Little wonder then that there has hardly been any cheer from the otherwise voluble Kibaki sidekicks. And while Kalonzo and his mainly Akamba handlers have put on brave faces, the faÁade of bravado hardly conceals the palpable sense of panic in their ranks that has seen them hole up in their Ukambani backyard as Raila Odinga, Musalia Mudavadi, William Ruto, Joseph Nyagah and Najib Balala stomp the length and breadth of the political landscape.
The sheer public venom that greeted Kalonzo’s "strategic" manouvre and the ecstatic cheer that welcomed the ODM original take-over masterstroke by his erstwhile ‘brothers’ was a stinging reality check.
With his political path having been smoothed by the patronage of the late Chief Justice Kitili Mwendwa, the departed King of Akamba, Mulu Mutisya and ex-president Daniel Moi, Kalonzo now finds himself in the unfamiliar spot of having to swim against the current unaided. And things do not look rosy at all. Already, his self-inflicted isolation has shattered the much touted mien of the born-again diplomatic gentleman, while his recent public utterances have cast him as rash and temperamental, with a bloated sense of self importance.

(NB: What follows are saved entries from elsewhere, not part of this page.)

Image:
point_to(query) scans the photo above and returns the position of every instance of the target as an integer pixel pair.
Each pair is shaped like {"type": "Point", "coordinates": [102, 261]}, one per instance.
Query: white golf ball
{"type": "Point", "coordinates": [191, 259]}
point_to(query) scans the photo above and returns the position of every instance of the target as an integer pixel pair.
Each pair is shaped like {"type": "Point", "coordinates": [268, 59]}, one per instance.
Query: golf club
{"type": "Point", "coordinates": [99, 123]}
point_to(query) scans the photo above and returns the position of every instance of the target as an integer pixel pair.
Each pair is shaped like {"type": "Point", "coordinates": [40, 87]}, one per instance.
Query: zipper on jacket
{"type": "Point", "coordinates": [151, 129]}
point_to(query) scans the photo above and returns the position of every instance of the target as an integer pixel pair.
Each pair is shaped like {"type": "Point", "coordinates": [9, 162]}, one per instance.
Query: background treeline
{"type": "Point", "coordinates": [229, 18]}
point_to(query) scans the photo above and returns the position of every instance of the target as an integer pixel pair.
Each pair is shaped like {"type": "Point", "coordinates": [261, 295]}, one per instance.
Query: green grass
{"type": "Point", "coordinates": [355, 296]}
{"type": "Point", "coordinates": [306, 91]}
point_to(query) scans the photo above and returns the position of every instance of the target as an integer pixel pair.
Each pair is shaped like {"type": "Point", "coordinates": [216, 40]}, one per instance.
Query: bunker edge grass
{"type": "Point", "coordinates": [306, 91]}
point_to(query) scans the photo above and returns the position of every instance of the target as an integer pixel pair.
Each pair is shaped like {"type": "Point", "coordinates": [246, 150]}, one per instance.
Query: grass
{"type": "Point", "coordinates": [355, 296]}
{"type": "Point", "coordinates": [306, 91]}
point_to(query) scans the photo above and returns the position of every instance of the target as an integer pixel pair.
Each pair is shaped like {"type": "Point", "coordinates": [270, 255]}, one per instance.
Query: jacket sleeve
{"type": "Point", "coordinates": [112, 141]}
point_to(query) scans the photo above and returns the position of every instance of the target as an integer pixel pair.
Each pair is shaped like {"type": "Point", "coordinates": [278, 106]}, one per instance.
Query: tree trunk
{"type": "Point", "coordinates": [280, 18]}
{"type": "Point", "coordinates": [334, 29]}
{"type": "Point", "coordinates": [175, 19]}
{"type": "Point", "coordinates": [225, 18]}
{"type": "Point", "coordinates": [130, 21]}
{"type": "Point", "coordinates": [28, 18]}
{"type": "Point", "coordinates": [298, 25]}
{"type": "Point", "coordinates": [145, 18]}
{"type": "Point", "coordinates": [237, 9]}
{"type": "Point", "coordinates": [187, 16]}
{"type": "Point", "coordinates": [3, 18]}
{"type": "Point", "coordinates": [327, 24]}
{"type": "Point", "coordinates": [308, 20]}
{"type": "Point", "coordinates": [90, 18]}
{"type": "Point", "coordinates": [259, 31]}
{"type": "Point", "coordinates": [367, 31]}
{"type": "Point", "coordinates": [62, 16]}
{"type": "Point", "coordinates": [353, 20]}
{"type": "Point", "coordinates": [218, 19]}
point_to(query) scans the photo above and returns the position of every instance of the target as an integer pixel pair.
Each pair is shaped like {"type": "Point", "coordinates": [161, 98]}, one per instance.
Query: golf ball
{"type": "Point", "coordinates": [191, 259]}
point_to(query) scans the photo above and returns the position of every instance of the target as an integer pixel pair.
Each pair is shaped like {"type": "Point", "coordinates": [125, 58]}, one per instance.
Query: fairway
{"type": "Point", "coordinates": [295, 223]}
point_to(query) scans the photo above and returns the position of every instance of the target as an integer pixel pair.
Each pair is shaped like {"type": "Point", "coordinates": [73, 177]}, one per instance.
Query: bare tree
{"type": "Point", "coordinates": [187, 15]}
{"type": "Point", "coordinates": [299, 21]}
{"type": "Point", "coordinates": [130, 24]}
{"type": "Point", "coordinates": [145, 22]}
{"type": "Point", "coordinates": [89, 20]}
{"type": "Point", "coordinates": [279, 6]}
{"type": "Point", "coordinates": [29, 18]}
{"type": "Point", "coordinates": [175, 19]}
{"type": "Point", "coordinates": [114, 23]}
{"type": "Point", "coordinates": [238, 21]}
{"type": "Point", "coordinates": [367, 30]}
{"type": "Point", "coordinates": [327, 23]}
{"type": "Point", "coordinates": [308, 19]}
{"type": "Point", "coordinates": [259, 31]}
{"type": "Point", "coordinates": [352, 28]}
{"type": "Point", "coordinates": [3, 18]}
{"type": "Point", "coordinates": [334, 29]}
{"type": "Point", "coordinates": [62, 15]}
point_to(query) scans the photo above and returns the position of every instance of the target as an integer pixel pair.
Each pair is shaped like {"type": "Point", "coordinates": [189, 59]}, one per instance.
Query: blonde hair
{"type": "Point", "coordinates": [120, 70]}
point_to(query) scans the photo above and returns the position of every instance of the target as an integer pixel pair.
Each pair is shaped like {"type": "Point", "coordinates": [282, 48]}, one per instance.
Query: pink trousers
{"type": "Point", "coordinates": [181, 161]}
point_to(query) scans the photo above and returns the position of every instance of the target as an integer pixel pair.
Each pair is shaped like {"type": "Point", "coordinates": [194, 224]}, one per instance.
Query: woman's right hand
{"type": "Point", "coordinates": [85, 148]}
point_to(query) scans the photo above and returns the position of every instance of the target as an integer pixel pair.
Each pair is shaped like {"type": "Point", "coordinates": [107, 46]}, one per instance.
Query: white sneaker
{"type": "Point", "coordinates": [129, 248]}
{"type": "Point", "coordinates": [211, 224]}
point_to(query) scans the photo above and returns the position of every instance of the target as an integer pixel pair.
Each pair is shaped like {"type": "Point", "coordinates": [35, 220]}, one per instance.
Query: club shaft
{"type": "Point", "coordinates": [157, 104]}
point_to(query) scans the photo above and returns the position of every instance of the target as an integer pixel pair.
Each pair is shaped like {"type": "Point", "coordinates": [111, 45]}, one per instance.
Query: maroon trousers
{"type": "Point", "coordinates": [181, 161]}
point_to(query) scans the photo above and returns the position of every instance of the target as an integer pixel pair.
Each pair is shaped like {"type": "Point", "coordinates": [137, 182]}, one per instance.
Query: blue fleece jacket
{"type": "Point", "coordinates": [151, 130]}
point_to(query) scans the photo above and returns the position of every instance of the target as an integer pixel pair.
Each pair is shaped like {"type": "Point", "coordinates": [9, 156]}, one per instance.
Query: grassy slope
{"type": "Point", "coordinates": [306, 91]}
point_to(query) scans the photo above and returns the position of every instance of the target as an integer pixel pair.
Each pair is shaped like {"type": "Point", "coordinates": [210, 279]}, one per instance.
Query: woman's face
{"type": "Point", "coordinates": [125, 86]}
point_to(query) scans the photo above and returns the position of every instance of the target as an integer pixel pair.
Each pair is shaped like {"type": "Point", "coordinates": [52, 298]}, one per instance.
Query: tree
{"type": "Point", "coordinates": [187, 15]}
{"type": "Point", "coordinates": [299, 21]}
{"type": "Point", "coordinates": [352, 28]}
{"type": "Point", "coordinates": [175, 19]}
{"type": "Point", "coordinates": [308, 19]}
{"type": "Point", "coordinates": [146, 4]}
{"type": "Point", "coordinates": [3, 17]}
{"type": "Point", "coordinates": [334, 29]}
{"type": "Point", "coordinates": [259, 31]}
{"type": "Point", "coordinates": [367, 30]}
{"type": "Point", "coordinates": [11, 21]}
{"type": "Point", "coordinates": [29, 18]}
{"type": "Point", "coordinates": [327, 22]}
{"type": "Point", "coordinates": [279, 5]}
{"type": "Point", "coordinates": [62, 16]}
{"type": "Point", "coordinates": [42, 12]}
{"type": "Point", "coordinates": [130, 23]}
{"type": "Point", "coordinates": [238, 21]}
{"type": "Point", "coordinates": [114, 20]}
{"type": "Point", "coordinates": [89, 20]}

After Steadman fanned his ambition to mythical heights, reality must be dawning on Kalonzo that on his own, he is a paper tiger without a solid political base, and easy fodder for cannons firing from his past as a hawkish anti-reform Nyayo apologist. It is quite telling that he has been easily boxed into his Ukambani tribal pigeon hole; and even here he must contend with his perennial Achilles heel, Charity Ngilu, and Kibaki foot soldiers, Mutua Katuku, Kivutha Kibwana and Joseph Munyao. On the national scene, the likes of Julia Ojiambo offer him little political premium, and he is likely to encounter hostility in the ODM strongholds of Western, Nyanza, Rift Valley, Nairobi and Coast.
But Kalonzo still has four options: One, join Kibaki and play fifth fiddle to already established system hawks. In the event of a Kibaki re-election, he could return to the Environment ministry.
Two, team up with Uhuru Kenyatta, Moi and Nicholas Biwott to form a super-conservative third plank. Since he shares in Uhuru’s dream of being part of the next government, whoever wins, this would offer him a post-election negotiation platform. Three, run independently, in which case he would condemn most of the Akamba votes to the dustbin of "spoilt votes" for they would take him nowhere near the precincts of State House.
Four eat humble pie and return to the mainstream ODM fold.
Meanwhile in the Orange House, the Maisha Bora (better life) dream is on a roll. The exit of Kanu and Kalonzo has thrown up three excellent prospects. One, it has separated sheep from wolf and given space to proven reformers to steer the Orange Odyssey unencumbered by conformist ghosts from the past. Two, it has left a trim outfit unlikely to suffer Narc-like post-election wrangles.
Three, it has paved the way for the maturation of a well-knit political party anchored on the crucial Western block and with the flexibility to build alliances with like-minded forces. Kibaki better watch out!